I’m in Karakalpakstan, Uzbekistan, visiting the Uzbek arm of the Aral Sea. I had visited the Kazakh arm of the sea in 2015, so I was curious to see the Uzbek side.

Unfortunately there was heavy rain the night before the trip, so the normally extremely bad dirt tracks became extremely muddy, extremely bad, dirt tracks.  It was a long and difficult drive to get to the Aral Sea yurt camp.  My Toyota Land Cruiser and its driver both had to struggle hard to get us safely through.

But anyway, I got to stay at an extremely muddy Yurt Camp and got a good view over the remaining, shrinking, Uzbek lobe of the Aral Sea.

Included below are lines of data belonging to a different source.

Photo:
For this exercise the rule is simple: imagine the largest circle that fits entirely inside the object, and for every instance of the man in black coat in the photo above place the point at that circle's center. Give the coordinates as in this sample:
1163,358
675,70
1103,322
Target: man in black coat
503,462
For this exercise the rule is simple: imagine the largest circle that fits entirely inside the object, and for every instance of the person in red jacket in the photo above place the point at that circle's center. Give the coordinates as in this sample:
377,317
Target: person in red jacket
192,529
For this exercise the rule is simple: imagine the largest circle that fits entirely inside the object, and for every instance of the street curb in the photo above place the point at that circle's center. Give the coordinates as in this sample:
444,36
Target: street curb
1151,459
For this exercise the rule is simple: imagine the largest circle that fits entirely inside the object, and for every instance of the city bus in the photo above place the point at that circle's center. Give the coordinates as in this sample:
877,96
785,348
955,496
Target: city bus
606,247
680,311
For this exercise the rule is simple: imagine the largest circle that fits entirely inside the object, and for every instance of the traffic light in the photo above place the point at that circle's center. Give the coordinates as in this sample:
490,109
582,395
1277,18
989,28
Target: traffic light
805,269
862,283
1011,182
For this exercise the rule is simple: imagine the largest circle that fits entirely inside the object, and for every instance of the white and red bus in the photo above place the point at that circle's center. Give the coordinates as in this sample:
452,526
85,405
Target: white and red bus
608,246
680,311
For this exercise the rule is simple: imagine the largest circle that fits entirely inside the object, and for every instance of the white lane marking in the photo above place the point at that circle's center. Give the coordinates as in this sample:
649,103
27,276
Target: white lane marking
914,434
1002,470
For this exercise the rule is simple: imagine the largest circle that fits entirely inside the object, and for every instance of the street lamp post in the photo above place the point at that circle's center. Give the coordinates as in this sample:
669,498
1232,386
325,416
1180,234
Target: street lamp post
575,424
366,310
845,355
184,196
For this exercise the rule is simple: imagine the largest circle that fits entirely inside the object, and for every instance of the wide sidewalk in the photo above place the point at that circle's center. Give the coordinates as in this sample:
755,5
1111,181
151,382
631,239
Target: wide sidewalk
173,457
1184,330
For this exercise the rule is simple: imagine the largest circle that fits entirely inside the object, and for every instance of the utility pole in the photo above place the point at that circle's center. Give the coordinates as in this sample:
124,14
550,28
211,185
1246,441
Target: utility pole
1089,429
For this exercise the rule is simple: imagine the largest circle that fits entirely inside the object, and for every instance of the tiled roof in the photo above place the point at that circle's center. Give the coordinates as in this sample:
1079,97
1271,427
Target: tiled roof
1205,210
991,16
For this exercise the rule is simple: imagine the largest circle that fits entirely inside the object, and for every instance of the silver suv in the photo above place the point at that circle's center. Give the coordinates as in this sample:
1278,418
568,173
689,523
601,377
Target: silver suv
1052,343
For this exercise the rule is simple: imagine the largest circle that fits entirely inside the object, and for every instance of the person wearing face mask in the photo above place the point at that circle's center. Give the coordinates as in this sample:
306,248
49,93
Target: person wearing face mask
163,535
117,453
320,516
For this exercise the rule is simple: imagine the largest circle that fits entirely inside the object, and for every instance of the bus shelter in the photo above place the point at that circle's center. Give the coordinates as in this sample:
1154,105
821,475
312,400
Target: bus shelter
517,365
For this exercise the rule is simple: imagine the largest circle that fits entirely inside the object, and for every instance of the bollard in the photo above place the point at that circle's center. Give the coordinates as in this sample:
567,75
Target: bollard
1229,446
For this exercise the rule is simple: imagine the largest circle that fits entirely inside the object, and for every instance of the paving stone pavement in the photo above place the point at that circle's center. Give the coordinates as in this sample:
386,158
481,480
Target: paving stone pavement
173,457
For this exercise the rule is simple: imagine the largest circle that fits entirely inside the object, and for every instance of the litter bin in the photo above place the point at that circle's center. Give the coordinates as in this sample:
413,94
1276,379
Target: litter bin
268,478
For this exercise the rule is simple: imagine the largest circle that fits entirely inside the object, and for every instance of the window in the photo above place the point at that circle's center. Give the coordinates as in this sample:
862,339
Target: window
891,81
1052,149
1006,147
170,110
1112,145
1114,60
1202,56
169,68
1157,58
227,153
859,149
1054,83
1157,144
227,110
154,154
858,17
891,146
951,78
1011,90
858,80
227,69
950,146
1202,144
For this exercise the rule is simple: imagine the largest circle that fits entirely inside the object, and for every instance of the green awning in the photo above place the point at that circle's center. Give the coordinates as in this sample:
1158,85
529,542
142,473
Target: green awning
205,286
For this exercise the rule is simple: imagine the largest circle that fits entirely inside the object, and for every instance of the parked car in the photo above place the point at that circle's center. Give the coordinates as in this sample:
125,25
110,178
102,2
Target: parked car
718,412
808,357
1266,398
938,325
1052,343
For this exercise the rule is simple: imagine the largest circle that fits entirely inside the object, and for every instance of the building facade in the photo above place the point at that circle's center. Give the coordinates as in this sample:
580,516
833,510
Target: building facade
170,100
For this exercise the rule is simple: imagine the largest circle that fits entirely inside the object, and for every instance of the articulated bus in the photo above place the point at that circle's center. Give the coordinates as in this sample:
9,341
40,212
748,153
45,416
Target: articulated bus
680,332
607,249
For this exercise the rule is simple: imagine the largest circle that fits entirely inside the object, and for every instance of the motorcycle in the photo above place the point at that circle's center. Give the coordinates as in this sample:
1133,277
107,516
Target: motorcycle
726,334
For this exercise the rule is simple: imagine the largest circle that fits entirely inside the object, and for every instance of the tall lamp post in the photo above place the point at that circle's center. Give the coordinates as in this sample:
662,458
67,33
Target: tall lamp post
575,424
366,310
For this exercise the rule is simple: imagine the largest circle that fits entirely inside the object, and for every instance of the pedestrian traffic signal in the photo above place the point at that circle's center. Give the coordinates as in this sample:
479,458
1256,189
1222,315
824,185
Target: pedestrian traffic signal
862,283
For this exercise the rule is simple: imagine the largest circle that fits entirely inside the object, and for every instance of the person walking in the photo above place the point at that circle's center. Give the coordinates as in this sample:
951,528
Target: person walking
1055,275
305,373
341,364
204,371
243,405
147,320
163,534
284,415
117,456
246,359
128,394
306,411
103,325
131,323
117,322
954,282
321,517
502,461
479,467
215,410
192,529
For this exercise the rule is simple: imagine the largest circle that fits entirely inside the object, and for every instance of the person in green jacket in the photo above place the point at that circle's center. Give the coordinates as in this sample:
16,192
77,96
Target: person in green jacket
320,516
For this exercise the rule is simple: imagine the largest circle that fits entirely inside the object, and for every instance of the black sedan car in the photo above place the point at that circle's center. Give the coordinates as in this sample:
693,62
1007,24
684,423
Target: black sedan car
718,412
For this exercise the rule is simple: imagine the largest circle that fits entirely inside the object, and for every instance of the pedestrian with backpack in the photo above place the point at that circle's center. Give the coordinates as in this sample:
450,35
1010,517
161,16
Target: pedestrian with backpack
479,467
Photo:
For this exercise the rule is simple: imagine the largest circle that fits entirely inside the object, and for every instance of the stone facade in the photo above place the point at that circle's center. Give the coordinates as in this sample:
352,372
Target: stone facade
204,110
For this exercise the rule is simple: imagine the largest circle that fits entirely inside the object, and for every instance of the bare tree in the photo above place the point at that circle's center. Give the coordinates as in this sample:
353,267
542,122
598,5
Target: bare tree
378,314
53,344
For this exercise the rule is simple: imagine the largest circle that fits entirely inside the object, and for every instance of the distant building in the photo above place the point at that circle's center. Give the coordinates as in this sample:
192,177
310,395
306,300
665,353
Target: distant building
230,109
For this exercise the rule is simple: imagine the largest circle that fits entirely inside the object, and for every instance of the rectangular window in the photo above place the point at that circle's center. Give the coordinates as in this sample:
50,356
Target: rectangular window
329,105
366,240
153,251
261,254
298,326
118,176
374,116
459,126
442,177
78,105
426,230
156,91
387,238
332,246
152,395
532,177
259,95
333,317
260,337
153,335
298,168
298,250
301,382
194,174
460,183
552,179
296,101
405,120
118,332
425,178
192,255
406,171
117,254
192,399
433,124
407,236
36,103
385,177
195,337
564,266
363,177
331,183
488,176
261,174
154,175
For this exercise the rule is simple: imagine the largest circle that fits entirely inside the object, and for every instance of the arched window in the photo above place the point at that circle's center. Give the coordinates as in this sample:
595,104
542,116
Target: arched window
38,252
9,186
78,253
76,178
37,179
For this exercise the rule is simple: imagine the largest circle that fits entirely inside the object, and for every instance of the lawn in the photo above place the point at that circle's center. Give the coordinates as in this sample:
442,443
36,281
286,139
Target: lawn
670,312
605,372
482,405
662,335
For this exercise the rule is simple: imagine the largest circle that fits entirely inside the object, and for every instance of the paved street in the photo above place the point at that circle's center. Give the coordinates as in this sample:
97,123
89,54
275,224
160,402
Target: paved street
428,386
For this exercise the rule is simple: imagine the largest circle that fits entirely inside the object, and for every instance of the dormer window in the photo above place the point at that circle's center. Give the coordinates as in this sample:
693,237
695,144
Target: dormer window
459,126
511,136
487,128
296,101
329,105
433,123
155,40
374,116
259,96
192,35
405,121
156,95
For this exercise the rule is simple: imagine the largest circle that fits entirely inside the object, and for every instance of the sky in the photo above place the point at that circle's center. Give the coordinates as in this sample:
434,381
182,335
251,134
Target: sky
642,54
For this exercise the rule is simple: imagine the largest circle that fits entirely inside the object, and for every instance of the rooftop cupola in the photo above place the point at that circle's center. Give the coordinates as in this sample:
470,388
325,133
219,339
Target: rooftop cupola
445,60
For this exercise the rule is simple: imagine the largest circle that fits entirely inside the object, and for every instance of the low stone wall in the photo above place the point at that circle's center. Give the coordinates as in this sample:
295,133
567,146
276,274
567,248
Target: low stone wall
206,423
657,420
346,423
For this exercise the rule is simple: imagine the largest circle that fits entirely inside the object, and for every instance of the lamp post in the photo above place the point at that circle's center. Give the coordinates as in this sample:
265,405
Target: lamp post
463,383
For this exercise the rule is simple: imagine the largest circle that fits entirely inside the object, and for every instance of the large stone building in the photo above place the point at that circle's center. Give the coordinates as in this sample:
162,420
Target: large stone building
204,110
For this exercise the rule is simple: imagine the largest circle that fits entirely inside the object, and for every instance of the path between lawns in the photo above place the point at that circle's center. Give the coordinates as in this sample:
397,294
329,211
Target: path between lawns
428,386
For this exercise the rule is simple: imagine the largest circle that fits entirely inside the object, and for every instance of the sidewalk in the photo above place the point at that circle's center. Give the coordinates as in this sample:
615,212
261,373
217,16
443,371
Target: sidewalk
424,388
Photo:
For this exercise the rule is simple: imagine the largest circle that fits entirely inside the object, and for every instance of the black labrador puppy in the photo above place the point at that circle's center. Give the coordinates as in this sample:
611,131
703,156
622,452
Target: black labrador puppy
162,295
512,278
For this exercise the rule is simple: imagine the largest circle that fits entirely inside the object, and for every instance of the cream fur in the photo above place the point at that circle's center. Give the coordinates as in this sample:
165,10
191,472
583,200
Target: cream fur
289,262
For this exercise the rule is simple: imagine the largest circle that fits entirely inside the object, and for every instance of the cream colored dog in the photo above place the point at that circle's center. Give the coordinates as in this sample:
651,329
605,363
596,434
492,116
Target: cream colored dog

On the way there, we passed through the once-prosperous fishing port of Moynaq.  But the sea walked away and the fisheries failed.  Many of the old fishing boats are preserved in the (in)famous Ship Graveyard on the old sea bed.

The dry Southern bed of the sea now has lots of scattered oil and gas derricks, making for a fine post-catastrophe sight.

(Just between us, I admit the mud was partly my own fault.  I had offered a slice of Napoleon cake to Poseidon the day before.  I hadn’t realized just how large and how delicious it would be.  And then of course it rained heavily that night.)